Die AfD-Stadtratsfraktion Chemnitz sieht die Antworten der Stadtverwaltung auf eine Ratsanfrage von Ulrich Oehme zur Belastbarkeit des Chemnitzer Stromnetzes mit großer Skepsis.
Die Verwaltung erklärt, dass derzeit keine flächendeckenden Engpässe im Chemnitzer Stromnetz bestünden und geplante Ladeinfrastruktur grundsätzlich überall beantragt werden könne. Wo Kapazitätsprobleme auftreten, sollen diese durch Netzausbau oder die Einbindung von Lademanagementsystemen behoben werden.
Für die AfD-Fraktion bleiben jedoch wesentliche Fragen unbeantwortet.
„Die Stadt behauptet, punktuelle Engpässe seien bereits beseitigt worden. Sie sagt aber weder, wo diese Engpässe aufgetreten sind, noch wann und mit welchen Maßnahmen sie behoben wurden.“ erklärt Ulrich Oehme.

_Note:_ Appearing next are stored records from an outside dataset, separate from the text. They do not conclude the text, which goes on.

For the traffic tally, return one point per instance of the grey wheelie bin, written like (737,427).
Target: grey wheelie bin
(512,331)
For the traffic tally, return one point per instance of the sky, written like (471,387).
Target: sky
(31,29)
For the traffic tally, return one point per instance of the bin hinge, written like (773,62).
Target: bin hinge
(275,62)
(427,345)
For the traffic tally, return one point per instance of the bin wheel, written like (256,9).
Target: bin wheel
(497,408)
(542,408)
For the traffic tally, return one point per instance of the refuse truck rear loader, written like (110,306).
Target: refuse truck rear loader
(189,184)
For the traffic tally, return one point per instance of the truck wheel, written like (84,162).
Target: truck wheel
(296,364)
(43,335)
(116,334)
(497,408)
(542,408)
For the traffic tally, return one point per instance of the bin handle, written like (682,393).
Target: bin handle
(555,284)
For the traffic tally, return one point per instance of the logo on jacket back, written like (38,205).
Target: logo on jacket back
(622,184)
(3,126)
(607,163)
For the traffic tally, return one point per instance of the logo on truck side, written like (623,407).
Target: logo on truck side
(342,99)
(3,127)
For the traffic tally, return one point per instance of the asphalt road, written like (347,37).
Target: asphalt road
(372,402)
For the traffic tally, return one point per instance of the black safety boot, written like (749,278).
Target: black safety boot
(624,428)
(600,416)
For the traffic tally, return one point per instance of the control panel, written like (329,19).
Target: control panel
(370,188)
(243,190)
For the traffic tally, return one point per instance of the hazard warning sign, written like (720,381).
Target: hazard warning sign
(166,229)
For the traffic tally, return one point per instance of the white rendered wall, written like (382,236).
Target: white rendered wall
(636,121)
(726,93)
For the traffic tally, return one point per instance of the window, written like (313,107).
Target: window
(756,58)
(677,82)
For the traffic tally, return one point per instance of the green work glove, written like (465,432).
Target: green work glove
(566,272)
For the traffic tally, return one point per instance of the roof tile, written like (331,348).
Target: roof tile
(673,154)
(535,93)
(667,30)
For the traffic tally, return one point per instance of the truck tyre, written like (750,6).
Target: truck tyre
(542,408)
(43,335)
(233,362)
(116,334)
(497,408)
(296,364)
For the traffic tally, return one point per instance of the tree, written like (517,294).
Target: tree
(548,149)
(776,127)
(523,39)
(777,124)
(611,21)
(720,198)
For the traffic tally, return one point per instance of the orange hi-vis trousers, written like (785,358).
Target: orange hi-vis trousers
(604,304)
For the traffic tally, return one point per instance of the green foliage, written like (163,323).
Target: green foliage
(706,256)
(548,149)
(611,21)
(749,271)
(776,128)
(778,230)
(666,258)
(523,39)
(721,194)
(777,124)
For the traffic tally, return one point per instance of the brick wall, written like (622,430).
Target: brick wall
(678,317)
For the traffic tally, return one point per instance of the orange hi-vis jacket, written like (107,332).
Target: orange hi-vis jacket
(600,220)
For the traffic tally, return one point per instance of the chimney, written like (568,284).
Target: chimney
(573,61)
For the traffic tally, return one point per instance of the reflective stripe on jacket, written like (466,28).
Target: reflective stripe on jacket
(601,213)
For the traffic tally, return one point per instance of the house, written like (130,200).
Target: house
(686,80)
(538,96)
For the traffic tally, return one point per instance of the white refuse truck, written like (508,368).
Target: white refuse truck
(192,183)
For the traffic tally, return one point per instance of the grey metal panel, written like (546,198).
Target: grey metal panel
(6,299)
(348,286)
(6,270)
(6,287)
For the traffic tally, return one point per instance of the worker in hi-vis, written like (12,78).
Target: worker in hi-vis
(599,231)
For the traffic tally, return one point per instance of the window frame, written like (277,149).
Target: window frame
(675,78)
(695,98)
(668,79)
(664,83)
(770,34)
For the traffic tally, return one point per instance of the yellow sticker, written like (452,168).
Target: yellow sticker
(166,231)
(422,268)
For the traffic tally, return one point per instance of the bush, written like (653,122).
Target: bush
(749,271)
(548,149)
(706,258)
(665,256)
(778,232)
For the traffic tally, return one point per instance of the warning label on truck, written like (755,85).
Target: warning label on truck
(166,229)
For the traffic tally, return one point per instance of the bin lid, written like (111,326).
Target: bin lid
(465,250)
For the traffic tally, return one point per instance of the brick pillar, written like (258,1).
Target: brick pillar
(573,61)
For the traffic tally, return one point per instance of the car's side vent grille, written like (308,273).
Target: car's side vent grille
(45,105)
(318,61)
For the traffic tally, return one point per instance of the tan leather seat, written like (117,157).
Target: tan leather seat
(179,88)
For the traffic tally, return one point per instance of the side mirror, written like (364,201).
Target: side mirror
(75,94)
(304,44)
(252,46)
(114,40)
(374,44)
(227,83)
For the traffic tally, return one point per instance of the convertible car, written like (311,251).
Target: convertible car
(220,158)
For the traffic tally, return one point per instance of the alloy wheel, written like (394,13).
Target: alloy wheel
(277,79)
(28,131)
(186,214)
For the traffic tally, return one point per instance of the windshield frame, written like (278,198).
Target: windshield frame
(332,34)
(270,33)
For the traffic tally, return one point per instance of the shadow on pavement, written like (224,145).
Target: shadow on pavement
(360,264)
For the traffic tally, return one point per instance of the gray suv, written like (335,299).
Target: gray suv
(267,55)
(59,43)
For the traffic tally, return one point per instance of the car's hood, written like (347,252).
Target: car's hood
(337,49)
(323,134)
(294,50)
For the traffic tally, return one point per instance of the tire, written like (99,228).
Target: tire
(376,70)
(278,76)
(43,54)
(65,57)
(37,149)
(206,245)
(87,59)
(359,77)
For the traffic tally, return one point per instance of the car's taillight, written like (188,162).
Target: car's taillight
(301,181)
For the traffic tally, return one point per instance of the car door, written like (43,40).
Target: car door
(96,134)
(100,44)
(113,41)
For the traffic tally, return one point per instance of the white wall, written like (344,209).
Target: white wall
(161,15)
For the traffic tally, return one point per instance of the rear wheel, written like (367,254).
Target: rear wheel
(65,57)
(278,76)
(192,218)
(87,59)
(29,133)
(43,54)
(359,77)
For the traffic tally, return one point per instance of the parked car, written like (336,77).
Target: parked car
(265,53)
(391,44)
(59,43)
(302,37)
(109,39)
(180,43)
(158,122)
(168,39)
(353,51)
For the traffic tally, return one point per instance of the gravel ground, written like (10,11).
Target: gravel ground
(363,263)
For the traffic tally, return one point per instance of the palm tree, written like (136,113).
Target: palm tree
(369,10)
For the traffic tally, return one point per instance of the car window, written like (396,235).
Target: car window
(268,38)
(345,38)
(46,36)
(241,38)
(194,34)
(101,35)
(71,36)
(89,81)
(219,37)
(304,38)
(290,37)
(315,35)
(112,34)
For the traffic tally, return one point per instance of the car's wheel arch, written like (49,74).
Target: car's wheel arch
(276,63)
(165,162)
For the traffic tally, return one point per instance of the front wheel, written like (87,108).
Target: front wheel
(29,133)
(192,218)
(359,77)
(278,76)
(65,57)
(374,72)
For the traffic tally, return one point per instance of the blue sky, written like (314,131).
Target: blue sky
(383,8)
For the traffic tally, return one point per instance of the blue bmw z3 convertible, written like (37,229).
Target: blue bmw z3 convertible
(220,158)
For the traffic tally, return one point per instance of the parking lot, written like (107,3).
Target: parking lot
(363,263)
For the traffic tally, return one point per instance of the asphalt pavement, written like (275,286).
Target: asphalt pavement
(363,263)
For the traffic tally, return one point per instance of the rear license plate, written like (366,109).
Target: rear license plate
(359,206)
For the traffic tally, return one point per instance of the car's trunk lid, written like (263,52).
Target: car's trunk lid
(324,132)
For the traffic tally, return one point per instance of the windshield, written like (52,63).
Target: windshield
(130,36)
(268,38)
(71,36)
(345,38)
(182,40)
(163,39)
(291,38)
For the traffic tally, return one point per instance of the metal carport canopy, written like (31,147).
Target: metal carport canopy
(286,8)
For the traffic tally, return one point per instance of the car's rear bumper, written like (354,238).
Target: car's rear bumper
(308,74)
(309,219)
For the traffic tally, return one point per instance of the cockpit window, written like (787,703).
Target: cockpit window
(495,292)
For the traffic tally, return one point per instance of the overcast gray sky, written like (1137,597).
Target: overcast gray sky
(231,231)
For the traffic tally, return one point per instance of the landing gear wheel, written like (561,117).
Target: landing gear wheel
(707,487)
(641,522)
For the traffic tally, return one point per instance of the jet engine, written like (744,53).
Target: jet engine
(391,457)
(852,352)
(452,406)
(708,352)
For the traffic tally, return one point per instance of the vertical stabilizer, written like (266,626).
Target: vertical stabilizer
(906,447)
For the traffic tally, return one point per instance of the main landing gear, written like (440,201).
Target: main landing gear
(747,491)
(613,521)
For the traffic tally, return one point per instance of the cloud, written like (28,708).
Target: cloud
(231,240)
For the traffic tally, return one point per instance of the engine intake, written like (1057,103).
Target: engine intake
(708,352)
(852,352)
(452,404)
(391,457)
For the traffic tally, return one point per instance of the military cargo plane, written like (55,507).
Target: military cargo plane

Besonders kritisch bewertet die Fraktion die Aussagen zur Wärmeversorgung in den Gründerzeitvierteln. Die Verwaltung führt aus, dass dort die Wärmeversorgung überwiegend über Fernwärme erfolge und deshalb nur mit einer moderaten zusätzlichen Belastung des Stromnetzes zu rechnen sei. Oehme zeigt sich fassungslos:
„Gerade für den Kaßberg entspricht diese Darstellung nicht der Realität. Nach wie vor wird ein erheblicher Teil der Wohnungen mit Gas beheizt. Fernwärme ist dort keineswegs die dominierende Heizform. Zudem verdeutlichen die Antworten, dass die Versorgungssicherheit künftig zunehmend von technischen Steuerungsmaßnahmen abhängen soll. Die Verwaltung verkauft es als Fortschritt, wenn Ladevorgänge über Managementsysteme gedrosselt oder zeitweise unterbrochen werden können. Tatsächlich ist dies aber ein Eingeständnis, dass man für die Energiewende die flächendeckende Überlastung der Strominfrastruktur in Kauf nimmt! Der Bürger soll die staatlich geförderten Elektroautos kaufen. Aber niemand sagt ihm, dass seine Ladeleistung im Ermessen des Energieversorgers werden muss, damit dessen Stromverteiler nicht hochgehen!“
Kritik übt die Fraktion auch daran, dass Hauseigentümer künftig verstärkt in zusätzliche Technik investieren sollen, um die vorhandenen Netzanschlüsse effizienter auszunutzen.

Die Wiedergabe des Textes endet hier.